# MyODBC install problem - rebuild



## marctin (Jun 4, 2003)

Hi,

I get the following problem. I neet to install myodbc. The mac version MyODBC-3.51.06-apple-darwin6.4-powerpc has a problem to be installed, described on list.mysql.com by a list member as follows :
----------
[http://lists.mysql.com/list.php?5:mss:7440:nbpiiffappecfeobkcop]
I finally got this working after several e-mails to the list and 
rebuilding MyODBC. Check the archive for any communications that 
involved me and others last week. Frankly, I'm not sure what part of 
what I did made it work.
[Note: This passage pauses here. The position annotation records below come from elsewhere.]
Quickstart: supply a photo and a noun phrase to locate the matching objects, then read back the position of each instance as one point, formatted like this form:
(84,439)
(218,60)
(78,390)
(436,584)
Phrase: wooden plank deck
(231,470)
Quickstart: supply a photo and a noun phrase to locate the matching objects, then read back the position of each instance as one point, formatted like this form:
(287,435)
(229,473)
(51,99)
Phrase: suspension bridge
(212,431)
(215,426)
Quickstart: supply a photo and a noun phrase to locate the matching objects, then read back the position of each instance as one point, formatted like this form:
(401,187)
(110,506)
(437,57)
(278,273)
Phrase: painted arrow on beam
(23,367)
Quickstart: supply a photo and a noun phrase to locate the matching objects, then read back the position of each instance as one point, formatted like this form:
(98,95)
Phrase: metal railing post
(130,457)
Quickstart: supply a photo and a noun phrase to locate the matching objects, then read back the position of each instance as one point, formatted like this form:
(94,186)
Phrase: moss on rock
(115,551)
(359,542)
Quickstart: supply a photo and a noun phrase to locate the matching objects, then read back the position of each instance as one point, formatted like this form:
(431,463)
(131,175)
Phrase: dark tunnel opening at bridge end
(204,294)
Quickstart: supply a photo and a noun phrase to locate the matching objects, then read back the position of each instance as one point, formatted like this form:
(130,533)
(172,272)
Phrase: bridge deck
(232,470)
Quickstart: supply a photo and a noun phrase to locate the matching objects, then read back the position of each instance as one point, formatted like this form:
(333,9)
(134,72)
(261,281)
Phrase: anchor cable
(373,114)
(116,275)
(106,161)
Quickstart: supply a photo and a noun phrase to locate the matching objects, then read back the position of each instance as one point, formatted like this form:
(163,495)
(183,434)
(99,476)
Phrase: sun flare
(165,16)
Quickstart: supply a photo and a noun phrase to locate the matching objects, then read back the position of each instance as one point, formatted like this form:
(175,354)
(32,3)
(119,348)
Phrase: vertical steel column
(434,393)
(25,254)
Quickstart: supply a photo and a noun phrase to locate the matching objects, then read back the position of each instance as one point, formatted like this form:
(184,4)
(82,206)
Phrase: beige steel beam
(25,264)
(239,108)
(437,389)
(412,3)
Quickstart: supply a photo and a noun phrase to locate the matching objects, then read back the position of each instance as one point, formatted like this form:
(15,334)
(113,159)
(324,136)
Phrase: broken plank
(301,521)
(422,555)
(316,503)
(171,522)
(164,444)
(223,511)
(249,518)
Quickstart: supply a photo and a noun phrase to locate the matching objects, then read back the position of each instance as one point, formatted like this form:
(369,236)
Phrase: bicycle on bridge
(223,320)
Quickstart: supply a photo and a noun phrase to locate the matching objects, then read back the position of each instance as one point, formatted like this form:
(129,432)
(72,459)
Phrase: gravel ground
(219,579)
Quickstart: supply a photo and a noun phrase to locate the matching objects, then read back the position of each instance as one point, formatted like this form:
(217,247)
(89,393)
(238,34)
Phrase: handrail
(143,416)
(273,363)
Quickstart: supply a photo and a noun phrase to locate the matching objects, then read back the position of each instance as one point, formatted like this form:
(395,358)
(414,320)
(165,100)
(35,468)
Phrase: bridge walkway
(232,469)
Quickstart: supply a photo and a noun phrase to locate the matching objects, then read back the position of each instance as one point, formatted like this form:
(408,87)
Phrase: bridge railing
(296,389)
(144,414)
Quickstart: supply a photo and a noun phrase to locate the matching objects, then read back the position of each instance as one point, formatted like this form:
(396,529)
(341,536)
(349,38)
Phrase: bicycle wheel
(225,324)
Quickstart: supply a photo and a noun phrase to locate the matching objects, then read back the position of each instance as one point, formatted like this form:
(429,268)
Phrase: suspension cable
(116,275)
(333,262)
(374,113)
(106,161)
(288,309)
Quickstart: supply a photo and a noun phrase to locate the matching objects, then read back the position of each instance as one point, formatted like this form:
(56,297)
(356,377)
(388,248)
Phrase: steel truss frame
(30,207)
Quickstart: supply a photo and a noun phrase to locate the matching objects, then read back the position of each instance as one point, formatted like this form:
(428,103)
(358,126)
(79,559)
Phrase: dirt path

The big key is that you have to rebuild MyODBC 
because the binary that's up there is built using someones non-standard 
private paths to where they have MySQL installed.
----------
Based on this I tried the following: I cp'd he files of the binary distribution in the directory /usr/lib
And then I tried to follow the instructions below (from mysql mydbc faq):

$ ./configure --prefix=/usr/local 
                  --with-unixODBC=/usr/local
                  --with-mysql-libs=/usr/local/mysql/lib/mysql
                  --with-mysql-includes=/usr/local/mysql/include/mysql
                  --disable-shared
                  --enable-gui=no
                  --host=powerpc-apple

I try in darwin to execute this ./configure line but get always 
/configure: Command not found.

I have not much experience in the Darwin or any other command line environment, therefor here some basic questions:

- Where do the files exactly have to be, before launching ./configure ? As I sead, for the moment I cp'd them into /usr/lib
- Do I have at all the right components for rebuilding the myodbc: content of [MyODBC-3.51.06-apple-darwin6.4-powerpc]
- Where do I have to cd .. in Darvin to launch ./configure 
- And a even more basic question: when having to rebuild, do I follow the right instructions when trying to execute the description found here? [http://www.mysql.com/products/myodbc/faq_toc.html#SEC40] and then under  2.3.6 Mac OS X Notes 

Many thanks for any help.

Martin.


----------